I hate how you can't find decent Paint-editable base maps anymore for some reason, but here's the best I could do with what I have to work with:



This is trend, so controlling for national swing.

Worth noting that while Nordeste moved significantly to the right this time around, that comes after two cycles of a pretty intense leftward trend. Especially impressive that in some states Haddad did better than Dilma'14 or Dilma'14 did better than Dilma'10 (or both in Paraíba's case!). So the Nordeste still came in strong for Lula. It also seems like it tends to trend toward the incumbent when there is one running, so the move toward Bolsonaro makes some amount of sense in this regard.

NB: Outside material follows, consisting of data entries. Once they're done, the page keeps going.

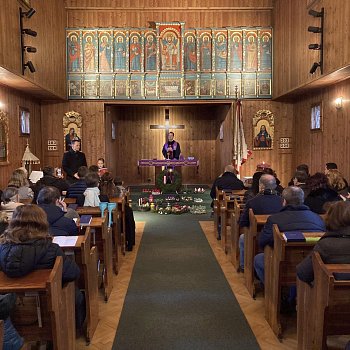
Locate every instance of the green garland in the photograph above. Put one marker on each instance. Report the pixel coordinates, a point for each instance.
(169, 188)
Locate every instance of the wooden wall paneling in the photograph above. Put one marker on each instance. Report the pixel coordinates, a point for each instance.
(280, 159)
(11, 100)
(292, 58)
(49, 61)
(333, 143)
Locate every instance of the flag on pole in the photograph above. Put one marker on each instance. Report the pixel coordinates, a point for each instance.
(240, 148)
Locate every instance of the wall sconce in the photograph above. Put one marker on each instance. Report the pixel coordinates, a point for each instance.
(26, 48)
(27, 14)
(319, 47)
(339, 103)
(30, 66)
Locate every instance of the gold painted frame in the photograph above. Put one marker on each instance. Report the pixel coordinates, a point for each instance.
(263, 130)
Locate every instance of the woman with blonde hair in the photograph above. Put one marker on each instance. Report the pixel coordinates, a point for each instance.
(19, 180)
(26, 246)
(337, 182)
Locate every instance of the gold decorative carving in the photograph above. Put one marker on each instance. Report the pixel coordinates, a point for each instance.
(264, 129)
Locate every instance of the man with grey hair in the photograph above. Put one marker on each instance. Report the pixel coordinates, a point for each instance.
(267, 201)
(295, 216)
(227, 181)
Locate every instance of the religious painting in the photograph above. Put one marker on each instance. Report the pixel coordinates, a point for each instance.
(263, 130)
(89, 51)
(4, 137)
(234, 84)
(316, 117)
(249, 85)
(73, 51)
(24, 121)
(251, 51)
(205, 88)
(170, 50)
(150, 52)
(190, 85)
(264, 85)
(265, 62)
(220, 85)
(121, 87)
(106, 86)
(151, 86)
(105, 51)
(90, 86)
(220, 51)
(135, 52)
(136, 86)
(74, 86)
(121, 52)
(235, 51)
(170, 86)
(190, 51)
(205, 53)
(72, 128)
(113, 131)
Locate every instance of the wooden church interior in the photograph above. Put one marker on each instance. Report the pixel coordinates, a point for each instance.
(294, 91)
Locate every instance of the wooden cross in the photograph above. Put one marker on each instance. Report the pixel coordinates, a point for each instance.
(167, 125)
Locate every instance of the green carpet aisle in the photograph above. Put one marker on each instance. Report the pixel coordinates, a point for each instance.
(178, 297)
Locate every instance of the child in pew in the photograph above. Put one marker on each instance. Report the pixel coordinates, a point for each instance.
(12, 340)
(92, 193)
(26, 246)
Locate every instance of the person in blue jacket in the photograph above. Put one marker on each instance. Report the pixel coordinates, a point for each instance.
(26, 246)
(55, 209)
(294, 216)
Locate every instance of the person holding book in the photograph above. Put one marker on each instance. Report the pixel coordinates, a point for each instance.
(56, 212)
(294, 216)
(334, 246)
(26, 246)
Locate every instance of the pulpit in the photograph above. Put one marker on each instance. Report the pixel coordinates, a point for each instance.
(176, 164)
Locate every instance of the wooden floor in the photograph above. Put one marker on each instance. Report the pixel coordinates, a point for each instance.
(253, 309)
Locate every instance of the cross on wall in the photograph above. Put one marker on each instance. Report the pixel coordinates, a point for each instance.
(166, 126)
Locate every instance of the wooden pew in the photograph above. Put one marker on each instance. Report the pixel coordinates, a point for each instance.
(323, 309)
(86, 257)
(280, 271)
(70, 200)
(103, 239)
(121, 209)
(226, 211)
(56, 306)
(1, 334)
(235, 232)
(251, 248)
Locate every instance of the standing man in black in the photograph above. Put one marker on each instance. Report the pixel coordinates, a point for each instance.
(72, 161)
(171, 149)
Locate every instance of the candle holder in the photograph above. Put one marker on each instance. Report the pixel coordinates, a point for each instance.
(103, 207)
(110, 207)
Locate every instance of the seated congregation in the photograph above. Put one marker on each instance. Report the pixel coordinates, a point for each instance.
(32, 217)
(276, 237)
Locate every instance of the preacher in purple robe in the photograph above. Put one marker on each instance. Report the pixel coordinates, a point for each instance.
(171, 149)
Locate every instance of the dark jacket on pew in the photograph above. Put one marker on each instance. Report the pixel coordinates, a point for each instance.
(267, 202)
(77, 189)
(48, 180)
(334, 248)
(17, 260)
(59, 224)
(317, 199)
(291, 218)
(227, 181)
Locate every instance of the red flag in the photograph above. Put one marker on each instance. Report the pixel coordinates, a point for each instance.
(240, 148)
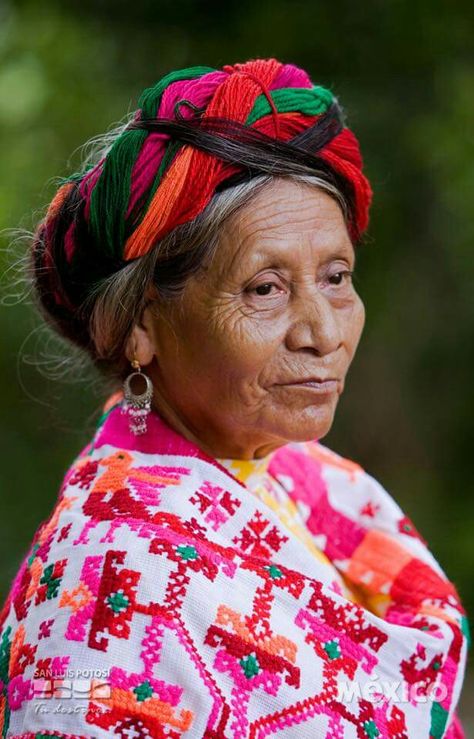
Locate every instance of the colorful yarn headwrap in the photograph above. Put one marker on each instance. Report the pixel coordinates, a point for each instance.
(155, 176)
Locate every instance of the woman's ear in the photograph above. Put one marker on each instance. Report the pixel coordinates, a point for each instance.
(141, 342)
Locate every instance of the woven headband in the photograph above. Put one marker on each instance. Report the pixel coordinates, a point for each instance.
(153, 178)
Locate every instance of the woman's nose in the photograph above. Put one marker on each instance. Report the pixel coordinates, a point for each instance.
(315, 325)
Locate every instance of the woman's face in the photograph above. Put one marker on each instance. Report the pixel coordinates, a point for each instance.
(276, 306)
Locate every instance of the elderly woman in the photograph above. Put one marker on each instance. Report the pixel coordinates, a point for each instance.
(210, 568)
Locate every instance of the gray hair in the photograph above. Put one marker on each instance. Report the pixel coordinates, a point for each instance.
(117, 303)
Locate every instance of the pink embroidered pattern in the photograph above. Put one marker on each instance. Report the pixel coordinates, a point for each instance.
(161, 598)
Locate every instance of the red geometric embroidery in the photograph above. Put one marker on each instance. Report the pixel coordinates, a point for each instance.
(216, 503)
(259, 538)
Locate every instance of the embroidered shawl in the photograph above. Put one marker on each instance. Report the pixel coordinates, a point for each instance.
(163, 598)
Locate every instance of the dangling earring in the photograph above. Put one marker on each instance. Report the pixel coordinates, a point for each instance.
(137, 405)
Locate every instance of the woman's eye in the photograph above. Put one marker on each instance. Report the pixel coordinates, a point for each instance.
(263, 289)
(338, 277)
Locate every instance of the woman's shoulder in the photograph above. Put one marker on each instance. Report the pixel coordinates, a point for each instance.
(323, 479)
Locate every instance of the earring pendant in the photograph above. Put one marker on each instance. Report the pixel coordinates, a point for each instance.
(137, 405)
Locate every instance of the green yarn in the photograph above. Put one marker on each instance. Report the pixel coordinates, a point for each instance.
(150, 98)
(111, 194)
(110, 197)
(439, 718)
(309, 101)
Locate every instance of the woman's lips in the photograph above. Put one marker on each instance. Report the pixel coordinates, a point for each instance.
(317, 386)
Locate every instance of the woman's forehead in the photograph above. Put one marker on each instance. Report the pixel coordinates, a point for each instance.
(310, 225)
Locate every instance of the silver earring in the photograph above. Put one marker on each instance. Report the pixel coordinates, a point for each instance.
(137, 406)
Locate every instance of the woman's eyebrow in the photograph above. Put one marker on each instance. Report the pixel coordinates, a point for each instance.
(275, 259)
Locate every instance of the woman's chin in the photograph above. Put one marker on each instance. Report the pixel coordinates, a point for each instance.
(306, 425)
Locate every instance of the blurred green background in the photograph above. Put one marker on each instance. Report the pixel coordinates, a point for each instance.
(404, 72)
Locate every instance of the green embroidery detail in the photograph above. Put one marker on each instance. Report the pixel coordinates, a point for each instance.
(118, 601)
(143, 691)
(250, 665)
(332, 649)
(465, 629)
(370, 729)
(5, 648)
(52, 583)
(33, 555)
(439, 718)
(274, 571)
(187, 551)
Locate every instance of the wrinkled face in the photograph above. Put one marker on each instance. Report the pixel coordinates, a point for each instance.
(275, 307)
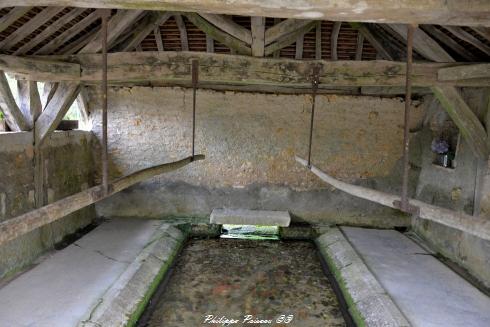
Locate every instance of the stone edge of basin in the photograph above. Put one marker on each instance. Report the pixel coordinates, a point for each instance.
(367, 301)
(250, 217)
(123, 303)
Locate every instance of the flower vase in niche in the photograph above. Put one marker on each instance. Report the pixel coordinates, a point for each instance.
(441, 149)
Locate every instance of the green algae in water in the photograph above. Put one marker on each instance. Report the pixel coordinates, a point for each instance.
(250, 232)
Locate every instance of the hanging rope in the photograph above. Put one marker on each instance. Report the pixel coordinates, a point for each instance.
(315, 80)
(195, 79)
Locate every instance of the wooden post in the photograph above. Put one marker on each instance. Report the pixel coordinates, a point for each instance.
(105, 165)
(406, 132)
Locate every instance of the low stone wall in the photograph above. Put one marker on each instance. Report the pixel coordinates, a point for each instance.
(68, 168)
(250, 141)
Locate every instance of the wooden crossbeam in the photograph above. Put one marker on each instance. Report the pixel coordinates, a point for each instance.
(14, 14)
(56, 43)
(145, 27)
(39, 69)
(464, 72)
(26, 29)
(55, 110)
(477, 226)
(468, 123)
(442, 12)
(174, 67)
(229, 26)
(224, 38)
(333, 40)
(116, 26)
(422, 43)
(450, 42)
(282, 29)
(288, 39)
(13, 114)
(48, 31)
(467, 37)
(29, 221)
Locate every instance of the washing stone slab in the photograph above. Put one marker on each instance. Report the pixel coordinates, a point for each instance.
(427, 292)
(367, 301)
(68, 286)
(250, 217)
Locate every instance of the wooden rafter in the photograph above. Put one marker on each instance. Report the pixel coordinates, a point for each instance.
(29, 101)
(282, 29)
(224, 38)
(55, 110)
(26, 29)
(288, 39)
(468, 123)
(12, 16)
(145, 27)
(68, 34)
(13, 115)
(467, 37)
(442, 12)
(229, 26)
(48, 31)
(422, 43)
(334, 39)
(183, 32)
(373, 40)
(450, 42)
(116, 26)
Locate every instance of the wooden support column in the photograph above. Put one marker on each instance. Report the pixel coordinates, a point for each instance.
(55, 110)
(468, 123)
(105, 160)
(333, 40)
(404, 205)
(258, 36)
(318, 41)
(359, 46)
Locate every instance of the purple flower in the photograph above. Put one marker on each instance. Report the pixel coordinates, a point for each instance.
(440, 146)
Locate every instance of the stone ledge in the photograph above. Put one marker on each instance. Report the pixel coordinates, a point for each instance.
(125, 300)
(368, 302)
(250, 217)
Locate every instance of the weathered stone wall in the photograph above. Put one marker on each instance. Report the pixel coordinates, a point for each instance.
(68, 168)
(250, 141)
(455, 189)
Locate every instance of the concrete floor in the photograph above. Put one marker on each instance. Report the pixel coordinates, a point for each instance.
(66, 286)
(427, 292)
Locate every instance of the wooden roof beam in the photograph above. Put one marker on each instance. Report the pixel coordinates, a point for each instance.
(442, 12)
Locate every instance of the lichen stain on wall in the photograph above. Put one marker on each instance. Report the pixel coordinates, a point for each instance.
(253, 138)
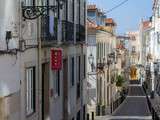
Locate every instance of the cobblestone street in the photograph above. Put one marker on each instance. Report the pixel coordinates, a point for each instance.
(135, 106)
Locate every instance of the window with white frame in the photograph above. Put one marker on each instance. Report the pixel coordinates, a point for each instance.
(30, 90)
(57, 83)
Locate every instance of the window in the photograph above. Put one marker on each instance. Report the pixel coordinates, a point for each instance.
(133, 49)
(78, 76)
(29, 2)
(57, 83)
(78, 11)
(73, 10)
(30, 90)
(72, 71)
(79, 68)
(66, 11)
(84, 67)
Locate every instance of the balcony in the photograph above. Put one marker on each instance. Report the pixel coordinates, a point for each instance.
(48, 34)
(100, 66)
(67, 31)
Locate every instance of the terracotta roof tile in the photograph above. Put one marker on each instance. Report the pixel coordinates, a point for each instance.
(110, 21)
(91, 7)
(146, 25)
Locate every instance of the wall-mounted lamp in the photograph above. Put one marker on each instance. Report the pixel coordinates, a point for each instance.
(8, 37)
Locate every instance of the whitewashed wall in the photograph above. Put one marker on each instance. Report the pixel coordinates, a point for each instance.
(9, 75)
(9, 21)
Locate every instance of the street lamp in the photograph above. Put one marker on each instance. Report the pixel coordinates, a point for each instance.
(91, 61)
(33, 12)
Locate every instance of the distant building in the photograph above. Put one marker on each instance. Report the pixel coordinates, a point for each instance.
(29, 88)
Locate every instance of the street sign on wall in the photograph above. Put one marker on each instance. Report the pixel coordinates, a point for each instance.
(56, 59)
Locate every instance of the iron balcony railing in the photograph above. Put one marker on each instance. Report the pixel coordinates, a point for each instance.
(67, 31)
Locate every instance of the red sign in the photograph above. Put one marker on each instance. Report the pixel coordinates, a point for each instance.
(56, 59)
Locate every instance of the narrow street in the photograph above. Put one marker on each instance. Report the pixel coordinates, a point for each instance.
(133, 108)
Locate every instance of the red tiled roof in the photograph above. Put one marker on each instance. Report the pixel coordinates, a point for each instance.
(91, 24)
(110, 21)
(120, 46)
(91, 7)
(146, 25)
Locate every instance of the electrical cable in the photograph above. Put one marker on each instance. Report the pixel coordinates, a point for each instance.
(117, 6)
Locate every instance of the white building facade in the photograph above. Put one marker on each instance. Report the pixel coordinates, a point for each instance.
(29, 88)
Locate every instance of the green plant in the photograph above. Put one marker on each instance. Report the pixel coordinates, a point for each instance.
(119, 81)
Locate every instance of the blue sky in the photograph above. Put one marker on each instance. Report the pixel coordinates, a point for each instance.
(127, 16)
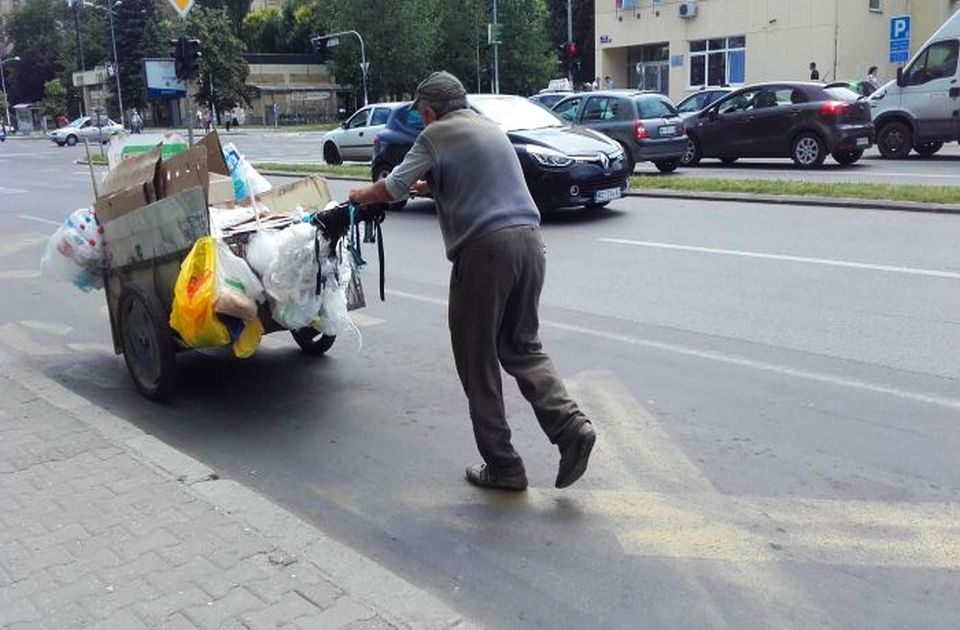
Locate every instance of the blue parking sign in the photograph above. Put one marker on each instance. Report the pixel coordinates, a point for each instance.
(900, 39)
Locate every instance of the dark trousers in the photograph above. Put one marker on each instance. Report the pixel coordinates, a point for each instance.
(495, 290)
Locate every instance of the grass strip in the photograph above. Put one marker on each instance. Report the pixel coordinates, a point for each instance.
(838, 190)
(360, 172)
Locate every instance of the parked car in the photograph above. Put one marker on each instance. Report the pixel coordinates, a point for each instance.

On the other hand, I'm not sure what exactly is happening to Amazonas: it's been trending right every election since 2010. I guess deforestation might be helping the right there, but even then isn't most deforestation happening in Pará, Mato Grosso and Rondônia? I'd be interested in an explanation there.

As already seen, Lula improved a lot in the South and Southeast. In São Paulo this seems to be a sustained gain, while elsewhere it's mostly a recovery from the PT's crash in the past few elections. The Rio trend in 2018 in particular was brutal and doesn't seem like something PT can easily recover from.

Maybe this will help.

https://commons.wikimedia.org/wiki/Category:Blank_maps_by_country

Unfortunately, a lot of them are SVG. But there's lots of PNG in there too.